In adult intussusception, intraoperative colonoscopy and careful exploration of the terminal ileum are essential to avoid misdiagnosis and unnecessary right hemicolectomy. Solitary PJS polyps have low malignant potential and do not require intensive long-term surveillance as in classic PJS [15].
Conclusion
Solitary PJS polyp of the terminal ileum is a rare cause of adult intussusception and can mimic colon cancer preoperatively.
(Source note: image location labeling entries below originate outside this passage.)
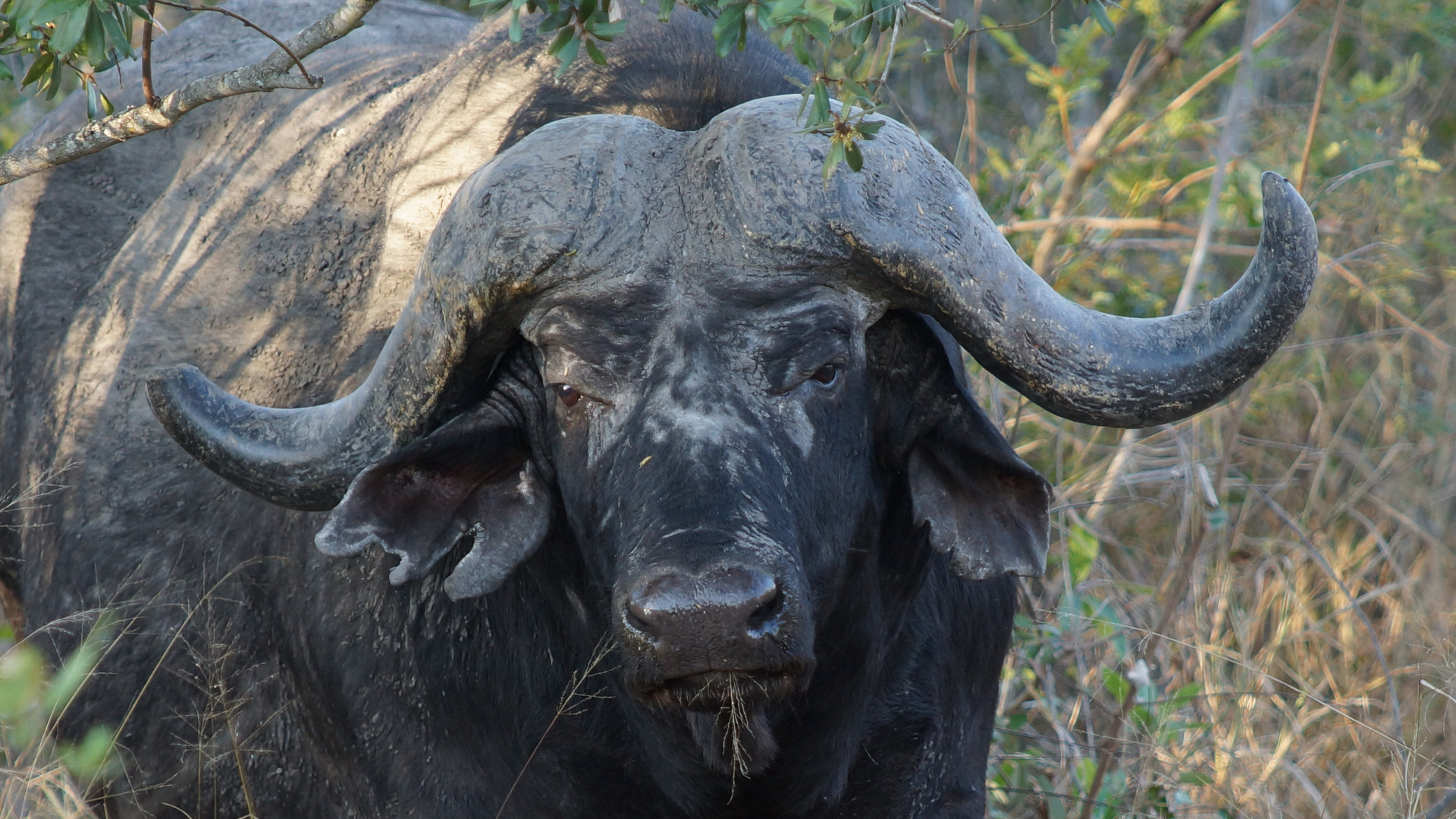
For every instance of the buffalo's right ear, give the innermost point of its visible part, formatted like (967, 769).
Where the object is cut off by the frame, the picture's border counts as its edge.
(983, 504)
(471, 477)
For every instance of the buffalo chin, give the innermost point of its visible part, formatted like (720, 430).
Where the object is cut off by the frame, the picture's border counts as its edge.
(734, 741)
(727, 716)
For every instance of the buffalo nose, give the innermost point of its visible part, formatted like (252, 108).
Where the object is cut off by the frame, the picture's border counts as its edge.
(721, 605)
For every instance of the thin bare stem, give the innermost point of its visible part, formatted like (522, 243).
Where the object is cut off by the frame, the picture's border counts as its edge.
(149, 93)
(1320, 98)
(1203, 82)
(921, 8)
(246, 22)
(894, 36)
(971, 155)
(1238, 102)
(268, 74)
(570, 700)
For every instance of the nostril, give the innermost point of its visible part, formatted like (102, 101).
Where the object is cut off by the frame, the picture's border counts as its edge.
(637, 620)
(764, 615)
(721, 604)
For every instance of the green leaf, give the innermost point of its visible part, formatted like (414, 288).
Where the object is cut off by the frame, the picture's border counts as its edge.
(1185, 694)
(727, 28)
(607, 31)
(95, 36)
(46, 12)
(69, 31)
(118, 33)
(819, 30)
(82, 662)
(800, 53)
(568, 53)
(1100, 15)
(92, 102)
(552, 22)
(563, 38)
(22, 682)
(1082, 550)
(596, 55)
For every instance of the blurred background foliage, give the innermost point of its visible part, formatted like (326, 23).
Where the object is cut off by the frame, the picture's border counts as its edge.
(1248, 613)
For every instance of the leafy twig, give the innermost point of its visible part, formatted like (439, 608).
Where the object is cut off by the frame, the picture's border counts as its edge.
(1203, 82)
(1085, 158)
(268, 74)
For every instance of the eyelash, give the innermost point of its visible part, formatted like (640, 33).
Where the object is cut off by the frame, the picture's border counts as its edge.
(827, 375)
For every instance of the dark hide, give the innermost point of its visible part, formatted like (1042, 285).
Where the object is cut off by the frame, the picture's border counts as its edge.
(896, 717)
(456, 675)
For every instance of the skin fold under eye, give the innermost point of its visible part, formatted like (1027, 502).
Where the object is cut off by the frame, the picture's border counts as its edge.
(566, 394)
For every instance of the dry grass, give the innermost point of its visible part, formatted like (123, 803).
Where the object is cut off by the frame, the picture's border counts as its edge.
(1310, 634)
(41, 793)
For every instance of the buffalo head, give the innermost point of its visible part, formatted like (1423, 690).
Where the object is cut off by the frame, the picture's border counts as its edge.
(712, 369)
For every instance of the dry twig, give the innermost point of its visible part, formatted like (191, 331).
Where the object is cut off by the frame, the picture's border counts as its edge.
(1320, 96)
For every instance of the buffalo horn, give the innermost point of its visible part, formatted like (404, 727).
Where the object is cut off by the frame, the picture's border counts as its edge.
(922, 231)
(494, 249)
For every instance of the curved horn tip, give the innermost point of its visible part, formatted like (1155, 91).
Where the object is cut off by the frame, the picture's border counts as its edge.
(204, 420)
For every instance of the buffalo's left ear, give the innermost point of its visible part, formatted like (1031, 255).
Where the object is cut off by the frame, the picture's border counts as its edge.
(984, 506)
(471, 477)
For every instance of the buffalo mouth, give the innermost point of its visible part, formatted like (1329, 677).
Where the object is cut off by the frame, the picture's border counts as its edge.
(727, 714)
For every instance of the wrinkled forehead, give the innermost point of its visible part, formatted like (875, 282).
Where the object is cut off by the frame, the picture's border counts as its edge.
(635, 309)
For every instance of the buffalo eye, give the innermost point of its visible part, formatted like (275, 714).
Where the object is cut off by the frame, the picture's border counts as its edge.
(826, 375)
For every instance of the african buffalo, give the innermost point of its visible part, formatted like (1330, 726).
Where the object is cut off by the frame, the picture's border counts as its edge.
(682, 502)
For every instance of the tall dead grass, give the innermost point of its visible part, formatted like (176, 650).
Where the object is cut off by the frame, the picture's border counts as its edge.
(1296, 544)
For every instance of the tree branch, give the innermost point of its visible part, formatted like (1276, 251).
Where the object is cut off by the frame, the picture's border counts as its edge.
(268, 74)
(1085, 158)
(246, 22)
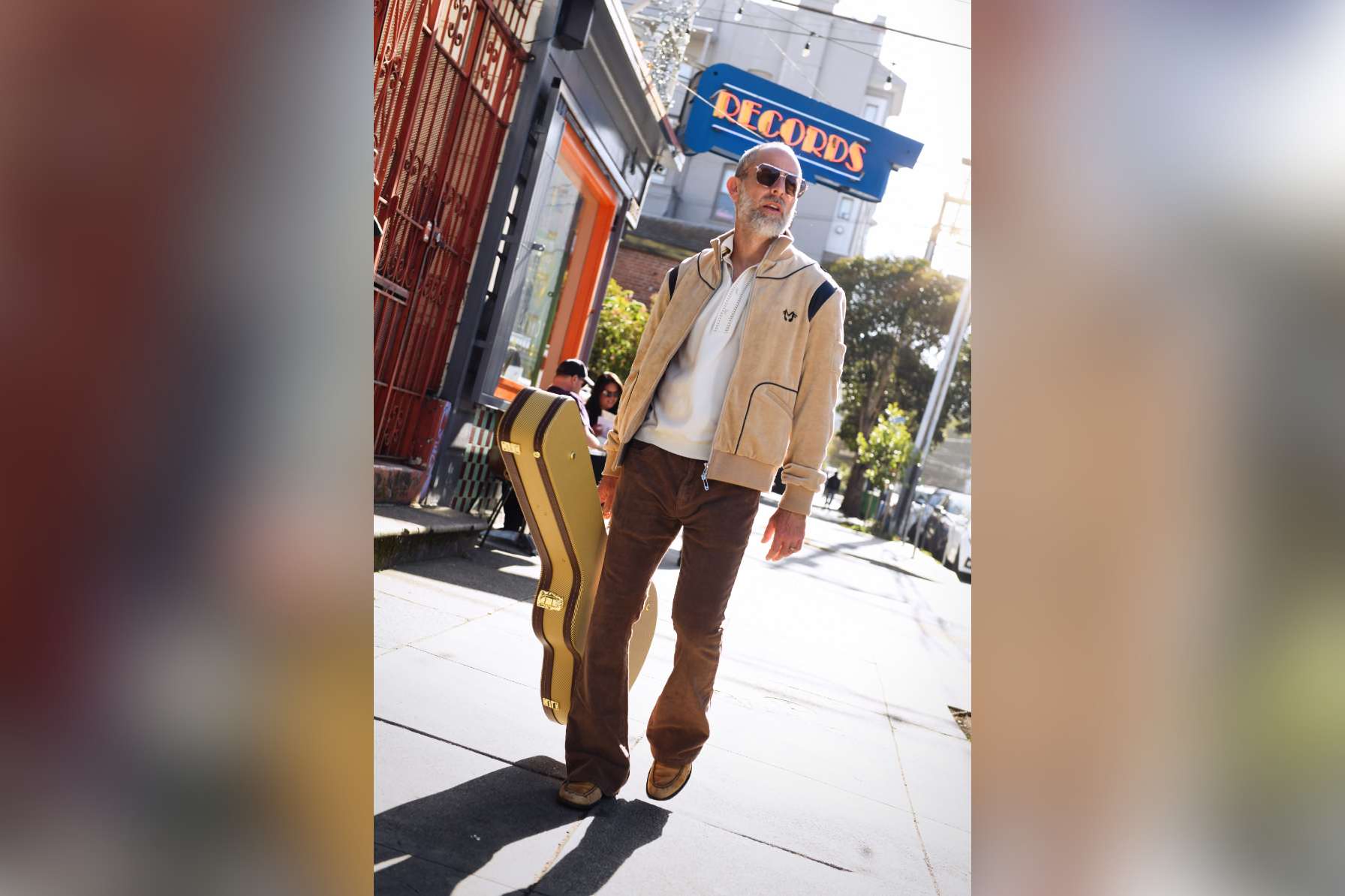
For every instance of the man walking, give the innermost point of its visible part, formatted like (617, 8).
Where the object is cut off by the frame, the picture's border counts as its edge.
(736, 377)
(833, 487)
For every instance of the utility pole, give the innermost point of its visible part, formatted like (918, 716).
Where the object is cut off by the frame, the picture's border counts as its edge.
(934, 232)
(957, 334)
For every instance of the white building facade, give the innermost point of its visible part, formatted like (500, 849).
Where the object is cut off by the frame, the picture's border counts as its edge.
(841, 71)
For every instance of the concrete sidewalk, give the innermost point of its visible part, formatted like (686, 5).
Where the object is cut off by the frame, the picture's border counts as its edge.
(893, 555)
(834, 767)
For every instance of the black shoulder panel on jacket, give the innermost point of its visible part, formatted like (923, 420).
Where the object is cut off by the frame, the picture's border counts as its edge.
(820, 296)
(791, 273)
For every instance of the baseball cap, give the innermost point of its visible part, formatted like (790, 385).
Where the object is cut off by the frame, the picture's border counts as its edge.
(573, 368)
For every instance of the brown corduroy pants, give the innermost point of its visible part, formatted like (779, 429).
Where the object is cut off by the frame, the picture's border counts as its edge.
(658, 494)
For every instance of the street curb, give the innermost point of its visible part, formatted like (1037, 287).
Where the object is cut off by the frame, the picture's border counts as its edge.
(411, 534)
(876, 563)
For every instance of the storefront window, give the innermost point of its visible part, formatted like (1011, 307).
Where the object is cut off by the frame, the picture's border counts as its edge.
(543, 279)
(558, 280)
(723, 201)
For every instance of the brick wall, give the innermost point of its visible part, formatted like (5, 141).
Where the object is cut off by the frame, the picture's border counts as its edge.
(639, 271)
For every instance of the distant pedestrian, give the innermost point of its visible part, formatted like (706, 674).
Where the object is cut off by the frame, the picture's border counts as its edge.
(832, 487)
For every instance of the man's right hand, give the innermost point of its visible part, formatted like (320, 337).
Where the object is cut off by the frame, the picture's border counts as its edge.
(607, 495)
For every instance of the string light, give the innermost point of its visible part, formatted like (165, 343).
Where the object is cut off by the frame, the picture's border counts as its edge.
(663, 30)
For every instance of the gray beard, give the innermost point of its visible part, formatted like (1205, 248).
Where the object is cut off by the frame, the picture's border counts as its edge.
(767, 225)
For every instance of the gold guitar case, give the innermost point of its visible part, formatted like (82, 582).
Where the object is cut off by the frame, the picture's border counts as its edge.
(541, 439)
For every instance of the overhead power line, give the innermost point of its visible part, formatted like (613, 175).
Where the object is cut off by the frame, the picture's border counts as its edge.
(910, 34)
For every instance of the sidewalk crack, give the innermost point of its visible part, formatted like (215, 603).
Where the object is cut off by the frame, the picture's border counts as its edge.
(915, 818)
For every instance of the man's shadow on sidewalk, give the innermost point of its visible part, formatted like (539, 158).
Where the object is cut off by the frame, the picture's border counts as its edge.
(458, 831)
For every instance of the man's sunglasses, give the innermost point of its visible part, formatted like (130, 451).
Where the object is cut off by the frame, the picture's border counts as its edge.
(767, 175)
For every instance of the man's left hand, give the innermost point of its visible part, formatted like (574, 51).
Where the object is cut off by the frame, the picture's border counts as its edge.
(786, 528)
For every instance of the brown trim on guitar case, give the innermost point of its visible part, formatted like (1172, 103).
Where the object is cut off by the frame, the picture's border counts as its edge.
(576, 580)
(545, 579)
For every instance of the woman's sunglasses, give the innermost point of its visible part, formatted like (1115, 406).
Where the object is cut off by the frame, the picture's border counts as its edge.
(767, 175)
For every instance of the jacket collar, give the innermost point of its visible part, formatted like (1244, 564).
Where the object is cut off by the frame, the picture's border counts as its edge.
(781, 249)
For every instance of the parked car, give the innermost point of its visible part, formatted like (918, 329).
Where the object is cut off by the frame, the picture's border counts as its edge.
(950, 512)
(957, 553)
(922, 505)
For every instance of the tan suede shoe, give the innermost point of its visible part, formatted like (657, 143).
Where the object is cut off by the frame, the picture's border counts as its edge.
(665, 782)
(579, 794)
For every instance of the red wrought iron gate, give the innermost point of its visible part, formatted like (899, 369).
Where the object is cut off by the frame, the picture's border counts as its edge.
(446, 78)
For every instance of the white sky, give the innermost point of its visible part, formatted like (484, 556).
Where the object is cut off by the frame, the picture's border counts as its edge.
(937, 112)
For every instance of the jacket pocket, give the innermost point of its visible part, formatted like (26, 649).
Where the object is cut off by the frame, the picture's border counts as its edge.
(767, 424)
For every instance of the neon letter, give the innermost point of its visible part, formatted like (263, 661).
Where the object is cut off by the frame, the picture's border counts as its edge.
(814, 139)
(769, 119)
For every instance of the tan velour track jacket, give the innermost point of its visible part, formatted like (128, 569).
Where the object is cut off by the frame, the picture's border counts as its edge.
(778, 409)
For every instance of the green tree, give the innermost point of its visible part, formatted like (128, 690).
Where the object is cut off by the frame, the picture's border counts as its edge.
(898, 311)
(886, 450)
(619, 327)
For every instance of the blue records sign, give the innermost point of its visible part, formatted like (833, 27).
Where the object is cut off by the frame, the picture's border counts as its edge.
(736, 110)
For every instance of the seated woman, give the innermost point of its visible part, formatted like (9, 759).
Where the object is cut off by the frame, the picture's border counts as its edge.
(601, 415)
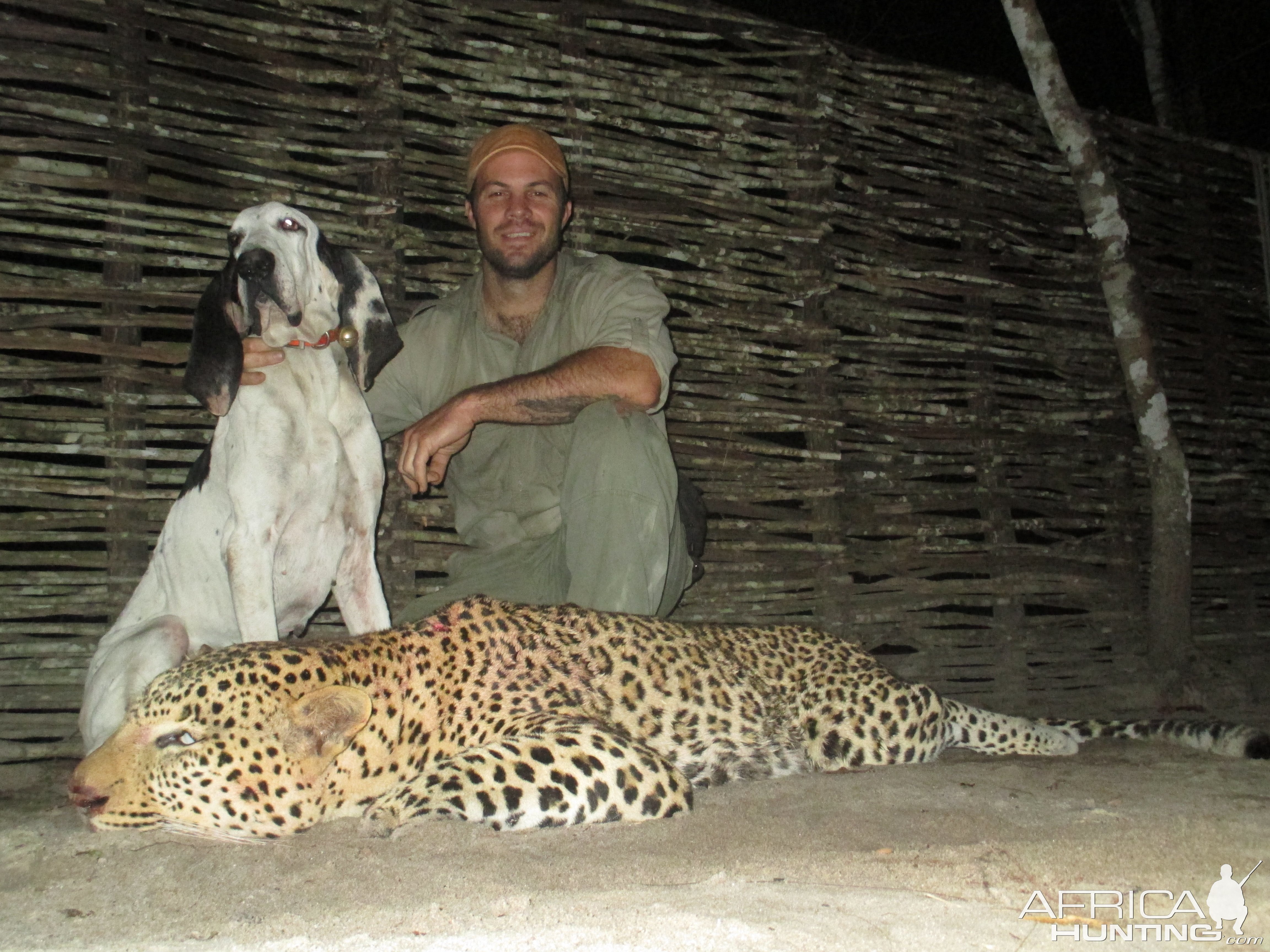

Intraoperative exploration of the terminal ileum helps prevent misdiagnosis and unnecessary colectomy. Genetic testing identifies POLE/EXO1 variants, indicating genetic heterogeneity beyond STK11 in this condition.
Author contributions
Hou P. and Liu Z. contributed to conceptualization, formal analysis, data curation, investigation, and writing—original draft. Peng Q., Wen Y.M., Xu G.F., Liu Y.H., and Luo J. contributed to conceptualization, writing—review and editing, and project administration. All authors read and approved the final manuscript.
Conflicts of interest
The authors declare no conflicts of interest.
Funding
This work was supported by the Jiangxi Natural Science Foundation (Grant No. 20232BAB206102).
Ethics approval and consent
This study was approved by the Ethics Committee of the First Affiliated Hospital of Gannan Medical University. Written informed consent was obtained from the patient for publication of this case report.